TÉMOIGNAGE Je suis plus affectée par la mort de la reine Elizabeth II que celle de ma mère

Plus affectée par le décès de la reine Elisabeth II que par la mort de sa propre mère, une femme a anonymement demandé des conseils sur cette situation si particulière, inquiète par sa réaction anormale…

TÉMOIGNAGE  Je suis plus affectée par la mort de la reine Elizabeth II que celle de ma mère

Elle faisait tant partie du paysage médiatique que l’annonce de son décès a bouleversé des millions de personnes aussi bien en Angleterre que dans le monde entier. Une femme notamment, a été grandement secouée par la mort de la souveraine.

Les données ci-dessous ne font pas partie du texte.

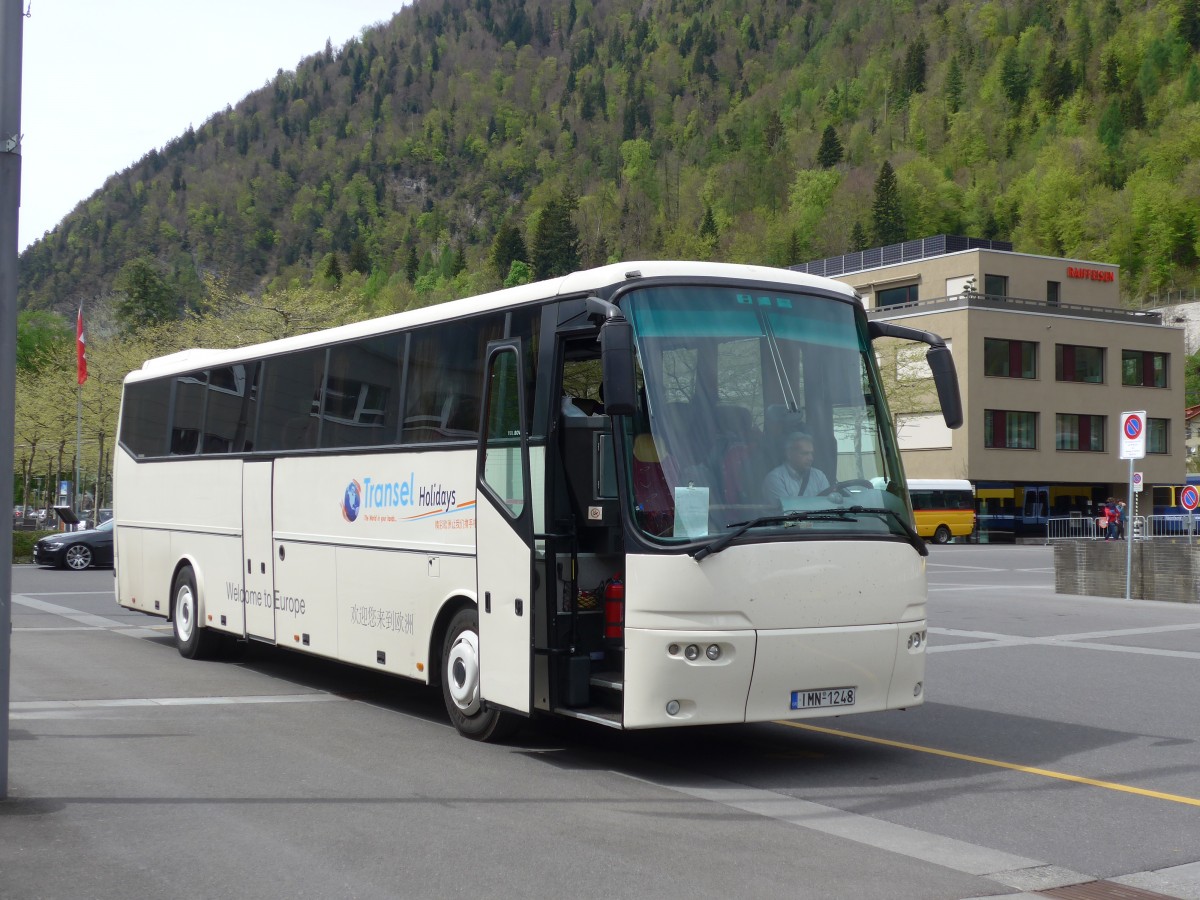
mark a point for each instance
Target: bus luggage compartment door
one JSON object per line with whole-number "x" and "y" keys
{"x": 257, "y": 549}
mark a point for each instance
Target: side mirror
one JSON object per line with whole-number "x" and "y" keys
{"x": 940, "y": 361}
{"x": 617, "y": 364}
{"x": 946, "y": 379}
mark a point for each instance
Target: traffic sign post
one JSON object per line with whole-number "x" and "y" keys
{"x": 1133, "y": 447}
{"x": 1189, "y": 498}
{"x": 1133, "y": 436}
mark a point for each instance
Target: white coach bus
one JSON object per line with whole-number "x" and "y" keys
{"x": 549, "y": 499}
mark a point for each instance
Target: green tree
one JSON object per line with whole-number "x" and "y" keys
{"x": 147, "y": 299}
{"x": 507, "y": 247}
{"x": 333, "y": 269}
{"x": 912, "y": 75}
{"x": 1014, "y": 77}
{"x": 555, "y": 249}
{"x": 774, "y": 130}
{"x": 953, "y": 85}
{"x": 858, "y": 238}
{"x": 359, "y": 261}
{"x": 1057, "y": 79}
{"x": 1189, "y": 23}
{"x": 831, "y": 151}
{"x": 519, "y": 274}
{"x": 412, "y": 265}
{"x": 887, "y": 216}
{"x": 40, "y": 335}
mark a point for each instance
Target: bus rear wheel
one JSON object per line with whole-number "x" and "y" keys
{"x": 460, "y": 683}
{"x": 193, "y": 642}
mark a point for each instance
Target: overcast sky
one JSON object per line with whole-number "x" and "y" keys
{"x": 105, "y": 82}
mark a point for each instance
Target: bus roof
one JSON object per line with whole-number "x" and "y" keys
{"x": 940, "y": 484}
{"x": 580, "y": 282}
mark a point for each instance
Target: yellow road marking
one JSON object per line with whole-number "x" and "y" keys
{"x": 1000, "y": 763}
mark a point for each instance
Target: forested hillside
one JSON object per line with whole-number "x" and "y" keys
{"x": 420, "y": 160}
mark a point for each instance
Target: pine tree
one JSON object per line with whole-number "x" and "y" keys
{"x": 333, "y": 269}
{"x": 774, "y": 130}
{"x": 359, "y": 259}
{"x": 1189, "y": 23}
{"x": 953, "y": 85}
{"x": 555, "y": 249}
{"x": 887, "y": 217}
{"x": 913, "y": 76}
{"x": 148, "y": 299}
{"x": 831, "y": 151}
{"x": 857, "y": 238}
{"x": 412, "y": 264}
{"x": 508, "y": 247}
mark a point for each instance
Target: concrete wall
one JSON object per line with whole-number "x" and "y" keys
{"x": 1161, "y": 569}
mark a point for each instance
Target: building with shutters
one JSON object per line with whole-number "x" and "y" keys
{"x": 1048, "y": 360}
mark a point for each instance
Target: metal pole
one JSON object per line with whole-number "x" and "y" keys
{"x": 1128, "y": 534}
{"x": 11, "y": 24}
{"x": 78, "y": 487}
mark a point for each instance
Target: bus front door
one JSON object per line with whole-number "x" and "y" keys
{"x": 257, "y": 547}
{"x": 504, "y": 551}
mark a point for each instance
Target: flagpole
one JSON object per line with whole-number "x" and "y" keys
{"x": 81, "y": 377}
{"x": 78, "y": 444}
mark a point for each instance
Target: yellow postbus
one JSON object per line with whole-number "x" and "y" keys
{"x": 942, "y": 508}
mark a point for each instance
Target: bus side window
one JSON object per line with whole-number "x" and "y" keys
{"x": 291, "y": 394}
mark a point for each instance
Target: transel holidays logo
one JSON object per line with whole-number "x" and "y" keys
{"x": 371, "y": 497}
{"x": 352, "y": 501}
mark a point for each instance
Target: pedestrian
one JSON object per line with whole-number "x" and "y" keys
{"x": 1110, "y": 520}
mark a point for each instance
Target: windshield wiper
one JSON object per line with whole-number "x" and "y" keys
{"x": 913, "y": 538}
{"x": 838, "y": 514}
{"x": 843, "y": 515}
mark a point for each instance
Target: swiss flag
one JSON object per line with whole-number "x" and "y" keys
{"x": 81, "y": 349}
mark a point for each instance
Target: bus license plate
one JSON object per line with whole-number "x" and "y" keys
{"x": 823, "y": 697}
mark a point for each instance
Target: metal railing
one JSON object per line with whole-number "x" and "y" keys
{"x": 1144, "y": 528}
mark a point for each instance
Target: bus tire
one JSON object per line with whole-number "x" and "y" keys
{"x": 192, "y": 640}
{"x": 460, "y": 683}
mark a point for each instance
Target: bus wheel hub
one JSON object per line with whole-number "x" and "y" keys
{"x": 463, "y": 672}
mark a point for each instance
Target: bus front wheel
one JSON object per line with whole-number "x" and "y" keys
{"x": 460, "y": 683}
{"x": 193, "y": 642}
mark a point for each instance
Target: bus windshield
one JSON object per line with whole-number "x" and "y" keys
{"x": 756, "y": 406}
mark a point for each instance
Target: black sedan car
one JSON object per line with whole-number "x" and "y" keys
{"x": 77, "y": 550}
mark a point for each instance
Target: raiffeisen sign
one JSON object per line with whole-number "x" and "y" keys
{"x": 1075, "y": 271}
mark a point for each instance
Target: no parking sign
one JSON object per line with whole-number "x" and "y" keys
{"x": 1133, "y": 435}
{"x": 1189, "y": 498}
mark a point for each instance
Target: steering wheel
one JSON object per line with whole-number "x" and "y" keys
{"x": 861, "y": 483}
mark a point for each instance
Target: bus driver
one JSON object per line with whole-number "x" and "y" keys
{"x": 796, "y": 477}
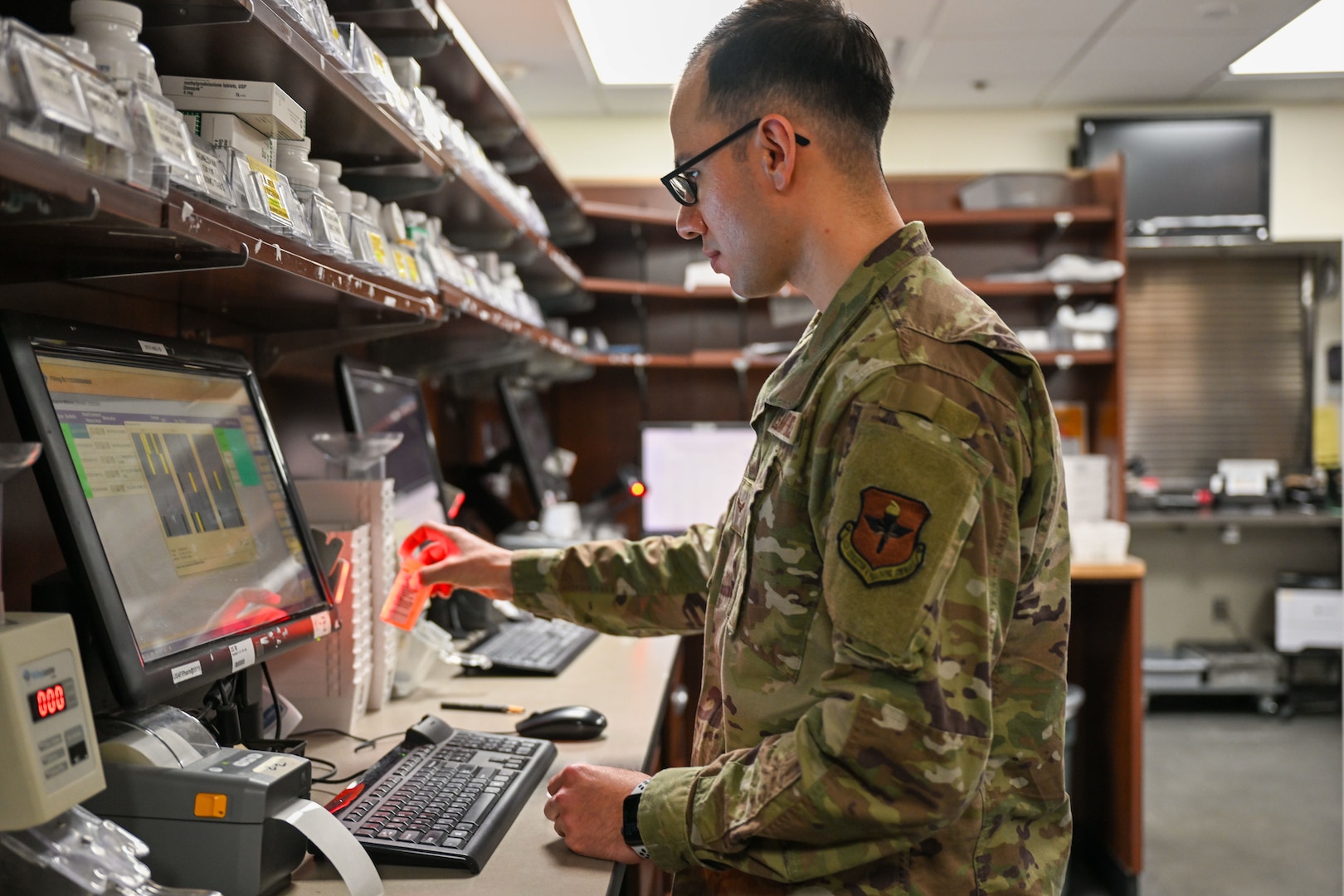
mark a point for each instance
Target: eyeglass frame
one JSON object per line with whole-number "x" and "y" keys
{"x": 684, "y": 167}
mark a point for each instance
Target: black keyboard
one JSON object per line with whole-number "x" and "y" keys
{"x": 446, "y": 804}
{"x": 537, "y": 646}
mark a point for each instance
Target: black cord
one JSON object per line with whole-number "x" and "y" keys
{"x": 342, "y": 781}
{"x": 364, "y": 743}
{"x": 275, "y": 698}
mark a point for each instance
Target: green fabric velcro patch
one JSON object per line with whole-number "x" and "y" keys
{"x": 932, "y": 405}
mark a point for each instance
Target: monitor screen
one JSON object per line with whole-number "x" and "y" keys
{"x": 1200, "y": 173}
{"x": 533, "y": 442}
{"x": 375, "y": 401}
{"x": 186, "y": 500}
{"x": 691, "y": 472}
{"x": 163, "y": 480}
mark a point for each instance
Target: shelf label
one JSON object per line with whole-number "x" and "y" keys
{"x": 217, "y": 179}
{"x": 51, "y": 80}
{"x": 268, "y": 180}
{"x": 108, "y": 113}
{"x": 375, "y": 242}
{"x": 334, "y": 230}
{"x": 167, "y": 132}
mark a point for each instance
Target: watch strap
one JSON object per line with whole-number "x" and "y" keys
{"x": 631, "y": 820}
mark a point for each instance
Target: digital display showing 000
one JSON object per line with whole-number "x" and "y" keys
{"x": 47, "y": 702}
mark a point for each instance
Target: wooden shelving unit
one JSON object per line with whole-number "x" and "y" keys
{"x": 225, "y": 264}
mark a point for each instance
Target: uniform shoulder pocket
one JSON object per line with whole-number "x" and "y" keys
{"x": 905, "y": 503}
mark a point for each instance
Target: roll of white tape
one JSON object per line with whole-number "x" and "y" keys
{"x": 339, "y": 845}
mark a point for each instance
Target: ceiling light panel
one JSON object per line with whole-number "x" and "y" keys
{"x": 1312, "y": 43}
{"x": 644, "y": 42}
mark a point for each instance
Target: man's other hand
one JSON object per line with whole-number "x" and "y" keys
{"x": 477, "y": 564}
{"x": 587, "y": 809}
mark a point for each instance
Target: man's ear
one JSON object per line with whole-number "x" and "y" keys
{"x": 778, "y": 151}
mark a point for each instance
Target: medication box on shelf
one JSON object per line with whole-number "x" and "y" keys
{"x": 258, "y": 102}
{"x": 230, "y": 132}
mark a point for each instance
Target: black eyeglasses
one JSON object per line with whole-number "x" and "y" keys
{"x": 683, "y": 188}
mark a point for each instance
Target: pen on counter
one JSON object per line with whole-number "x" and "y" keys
{"x": 480, "y": 707}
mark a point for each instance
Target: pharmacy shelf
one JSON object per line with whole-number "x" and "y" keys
{"x": 1038, "y": 289}
{"x": 194, "y": 219}
{"x": 67, "y": 225}
{"x": 343, "y": 123}
{"x": 986, "y": 289}
{"x": 728, "y": 359}
{"x": 1269, "y": 519}
{"x": 615, "y": 286}
{"x": 474, "y": 93}
{"x": 378, "y": 151}
{"x": 999, "y": 218}
{"x": 704, "y": 360}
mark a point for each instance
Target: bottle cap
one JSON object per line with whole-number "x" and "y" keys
{"x": 329, "y": 167}
{"x": 123, "y": 14}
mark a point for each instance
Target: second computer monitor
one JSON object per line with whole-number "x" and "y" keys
{"x": 691, "y": 472}
{"x": 533, "y": 442}
{"x": 377, "y": 401}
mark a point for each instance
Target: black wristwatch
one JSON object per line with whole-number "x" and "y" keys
{"x": 631, "y": 821}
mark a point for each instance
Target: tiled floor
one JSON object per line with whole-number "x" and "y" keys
{"x": 1239, "y": 804}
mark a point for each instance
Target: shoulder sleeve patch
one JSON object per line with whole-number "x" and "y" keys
{"x": 884, "y": 544}
{"x": 932, "y": 405}
{"x": 899, "y": 528}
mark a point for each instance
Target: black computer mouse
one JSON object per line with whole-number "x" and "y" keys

Sur le site du journal The Sun, une femme, anonymement, a tenu à interroger Deidre, la conseillère attitrée de la parution, au sujet de ses sentiments contradictoires avouant avoir été plus touchée par la mort de la reine que la perte de sa propre mère…

Des larmes pour la reine

« En regardant la famille royale si visiblement bouleversée par la mort de la reine, je me sens misérable d’avoir pleuré » annonçait-elle en préambule. « Pourquoi suis-je si émue par la mort de quelqu’un que je n’avais jamais rencontré et que je ne connaissais pas ? » poursuivait-elle. Affirmant, dans la suite de son message, être une personne terre-à-terre, elle s’interrogeait quant à la démesure de son chagrin « sorti de nulle part » et mettait cet évènement en corrélation avec la perte de sa propre mère quelques années plus tôt. « Je suis une femme de 46 ans et lorsque ma propre mère est décédée il y a trois ans, je n’ai pas réagi aussi émotionnellement » indiquait-elle, soulignant que les deux femmes n’étaient pas spécialement proches. « Elle m’a traité assez cruellement tout au long de ma vie. Rien de ce que moi et mes enfants avons fait n’était assez bien et elle m’a toujours rabaissé » ajoutait-elle. Concluant son message, elle demandait « Pourquoi est-ce que je ressens autant de chose pour la reine, morte paisiblement et après une longue vie épanouissante ? ».

Une culpabilité non résolue

Reprenant les propos de la femme anonyme, Deidre soulignait que si elle n’avait effectivement jamais rencontré personnellement la reine, sa présence, constante et rassurante, s’était imposée comme un fil conducteur dans sa vie. « Il est tout à fait normal de ressentir du chagrin pour quelqu’un que vous n’avez jamais rencontré » commentait Deidre. « La reine a consacré sa vie à notre nation et nous ressentons tous une proximité avec elle en conséquence » ajoutait-elle. Soulignant que le pays pleurait collectivement, en tant que nation, elle indiquait « Il convient d’être conscient que cette période émouvante peut être déclenchante, en particulier pour ceux qui vivent avec une culpabilité non résolue », cet évènement pouvant donc fait rejaillir le souvenir de sa mère disparue, d’un deuil non achevé et qu’il serait important de pouvoir enfin clôturer.